Wed May 15 10:21:13 PDT 2013

On 05/15/2013 09:29 AM, w0rp wrote:
> I suggest building the graphs as structs with policy based design, possibly
> having separate policies for how the graphs are stored in memory, possibly not.
> So the basic graph structure would be like this.

What advantage does this have over just defining a few different structs, e.g.,

    struct Graph {
        // undirected graph
    }

    struct Digraph {
        // directed graph
    }

... which each define certain expected interfaces such as nodes(), edges(), etc.?

Not objecting, just curious. :-)

> The policies can then offer methods for accessing and mutating the graphs. So
> that would be stuff like bool addNode(Node), bool removeNode(Node), bool
> addEdge(Node, Node), NodeRange!Node neighbors(Node), etc. All of the internals
> of GraphImplementation could then access the very basic things through these
> methods, and then expose a few to the users by wrapping/aliasing the functions.
> Perhaps encapsluation + alias this is the way to go here.

... why returning bool?  Again, not objecting, just curious.

> I think doing things in this way makes it easy to get the ball rolling, but also
> easy to add in optimisations later. ("Aha, this is an undirected graph, I can
> assume this... static if") I think the most important thing is to get the graph
> basics right, then to worry about how storage works, etc. later.

I kind of agree, my inclination is that we need to be able to work out what are
the interfaces we need in order for different algorithms to work, the underlying
data structures can be refined later.

Just as an example, take a look at this piece of code in igraph, which
implements Brandes' algorithm for betweenness centrality:
https://bazaar.launchpad.net/~igraph/igraph/0.7-main/view/head:/src/centrality.c#L1714

(It's OK, the algorithm is public and any D implementation will look nothing
like this, so you're not really killing your clean-room opportunities by
glancing through this:-)

It's a bit horrible to read, with lots of the inevitable C boilerplate, lots of
macros, lots of custom data-structures etc., but in terms of the graph, what it
really boils down to is just two things, line 1720:
https://bazaar.launchpad.net/~igraph/igraph/0.7-main/view/head:/src/centrality.c#L1720

... which calls a function returning the number of vertices, and:
https://bazaar.launchpad.net/~igraph/igraph/0.7-main/view/head:/src/centrality.c#L1833

... where they ask for the neighbours of a given node.

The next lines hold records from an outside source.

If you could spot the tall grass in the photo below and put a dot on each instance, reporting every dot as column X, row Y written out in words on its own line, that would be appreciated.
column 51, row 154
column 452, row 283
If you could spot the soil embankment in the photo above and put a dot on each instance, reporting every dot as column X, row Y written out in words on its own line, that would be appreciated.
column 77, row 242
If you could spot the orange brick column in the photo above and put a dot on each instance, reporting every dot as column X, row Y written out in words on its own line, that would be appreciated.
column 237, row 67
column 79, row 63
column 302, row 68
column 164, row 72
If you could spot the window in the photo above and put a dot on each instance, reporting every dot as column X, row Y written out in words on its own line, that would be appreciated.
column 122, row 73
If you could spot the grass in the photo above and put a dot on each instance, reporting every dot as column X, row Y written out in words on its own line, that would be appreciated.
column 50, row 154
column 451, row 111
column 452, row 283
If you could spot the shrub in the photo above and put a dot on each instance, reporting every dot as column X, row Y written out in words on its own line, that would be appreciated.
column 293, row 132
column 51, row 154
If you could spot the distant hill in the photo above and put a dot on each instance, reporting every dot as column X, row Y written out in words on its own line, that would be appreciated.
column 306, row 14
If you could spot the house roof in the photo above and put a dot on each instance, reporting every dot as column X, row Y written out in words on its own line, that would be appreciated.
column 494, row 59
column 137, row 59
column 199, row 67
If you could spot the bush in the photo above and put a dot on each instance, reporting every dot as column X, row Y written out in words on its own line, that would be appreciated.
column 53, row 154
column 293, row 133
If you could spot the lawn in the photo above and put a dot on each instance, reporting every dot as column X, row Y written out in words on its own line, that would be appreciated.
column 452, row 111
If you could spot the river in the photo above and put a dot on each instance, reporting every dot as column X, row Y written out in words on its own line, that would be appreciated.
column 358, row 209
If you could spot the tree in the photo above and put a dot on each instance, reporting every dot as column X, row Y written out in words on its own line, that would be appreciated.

Technically it's a little bit more complex than that (e.g. this function
allocates and creates from scratch an adjacency-list representation of the whole
graph, which might conceivably be expensive both memory-wise and time-wise) but
you get the general picture -- there's actually a relatively small number of
things you need to be able to get from a graph in order for different algorithms
to work effectively.

Their _actual_ underlying graph data structure (OK, OK, the room is starting to
look dirty...) is incredibly simple -- "from" and "to" arrays of vertex IDs,
which define the start- and endpoints of edges; and a few extra things built
around that to facilitate calculating other graph quantities.  And their actual
definition of "directed" is literally a bool.

If you think about that in D terms you might start with arrays from and to, and
e.g. edges() would return lockstep(from, to).  I suspect we could also do many
nice things with D based around those fundamental structures.